Little came out of the negotiating chamber during the last few days of Brexit talks, which either suggests negotiators were so keen on finding areas of compromises that they did not want to rock the boat with any hasty briefings, or they felt there was not much to talk about. Perhaps they had listened to Amber Rudd, who told Polish press that officials should ensure there are no more “ leaks”. The lack of detail meant that the men overseeing each side, David Davis and Michel Barnier, were able to shed some welcome light on what had been going on at this morning’s press conference. The Brexit Secretary thought that negotiators were making “decisive steps forward” and had made “considerable progress”. His opposite number acknowledged talks had been “constructive”, and seemed mollified by Theresa May’s Florence speech – remarking that it had “unblocked” talks.
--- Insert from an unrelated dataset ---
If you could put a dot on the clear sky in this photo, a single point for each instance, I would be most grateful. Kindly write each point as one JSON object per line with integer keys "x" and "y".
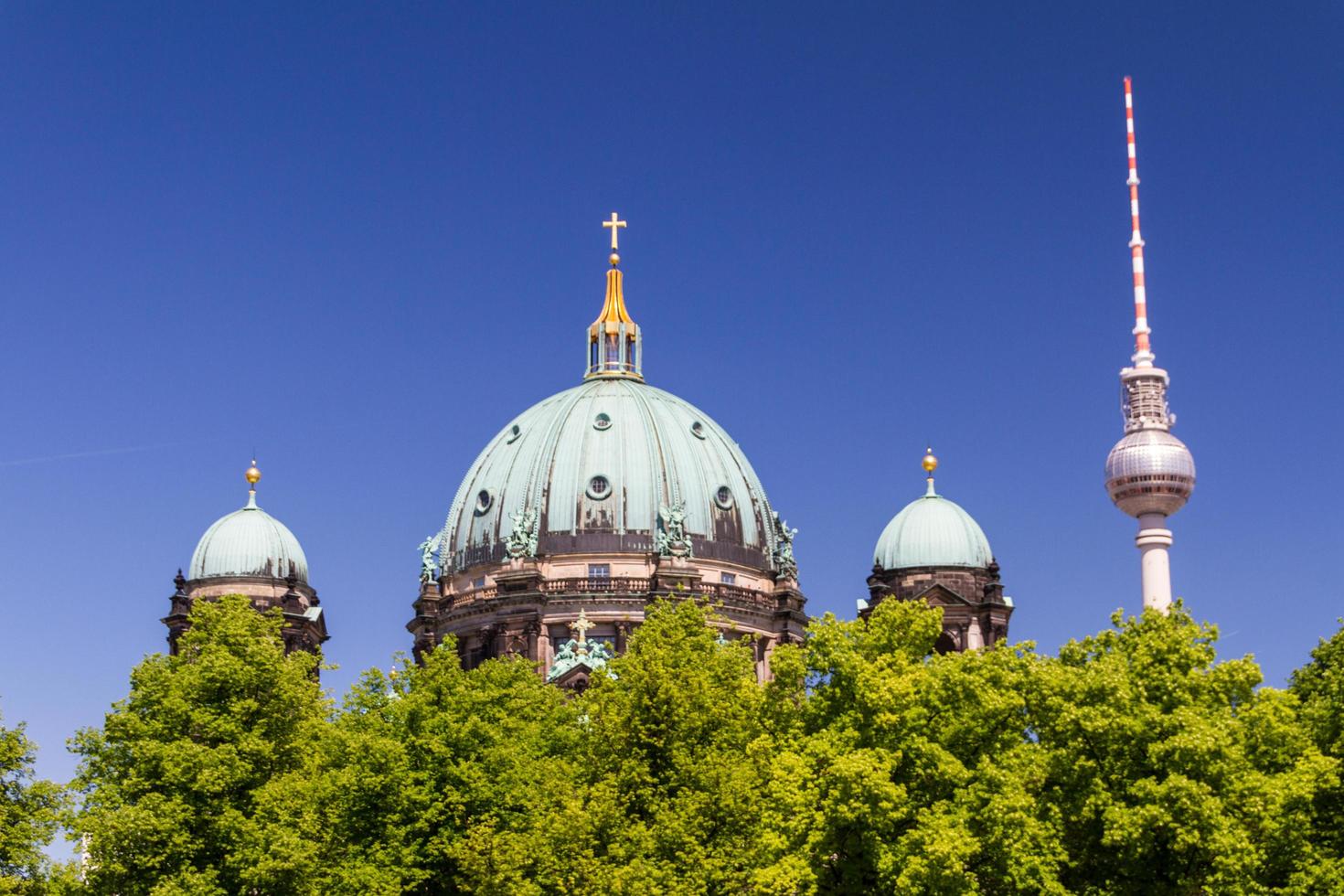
{"x": 362, "y": 237}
However, Monsieur Barnier warned that it may take “months” before the EU feels enough has been done to permit trade to come onto the agenda as “sufficient progress” (the criterion EU leaders hoped to have satisfied next month) had not been met. The only way to reach it, he thought, was that “all commitments undertaken as 28 (member states) are honored as 28″. In other words, he wants Britain to pay up for everything it has promised to pay while a member of the bloc, even if these are due after its departure date. Our sketchwriter Michael Deacon was struck by Mr Davis’ irrepressible confidence in the face of his EU counterpart’s gloom, comparing his confidence to The Fast Show’s Swiss Toni. “The winking bonhomie. The silver-haired suavity. The purring self-assurance,” he writes. “All he lacks is the moustache. He should grow one. It would suit him. He looks like the kind of man who likes something to twirl.” Monsieur Barnier, the target of his charm offensive, was certainly playing hard to get.
The British Government will build on this tonight when Theresa May meets EU leaders for dinner at an informal summit in Estonia. The Prime Minister might hope to press her case on Brexit, but Council president Donald Tusk is determined not to have it on the agenda as he feels it should be discussed later on 27th October. That may ensure a cordial dinner, but if leaders want to show – as Emmanuel Macron suggests – that they could change the bloc so much that Britain could one day rejoin it, they are not helping themselves by shirking major issues like Brexit.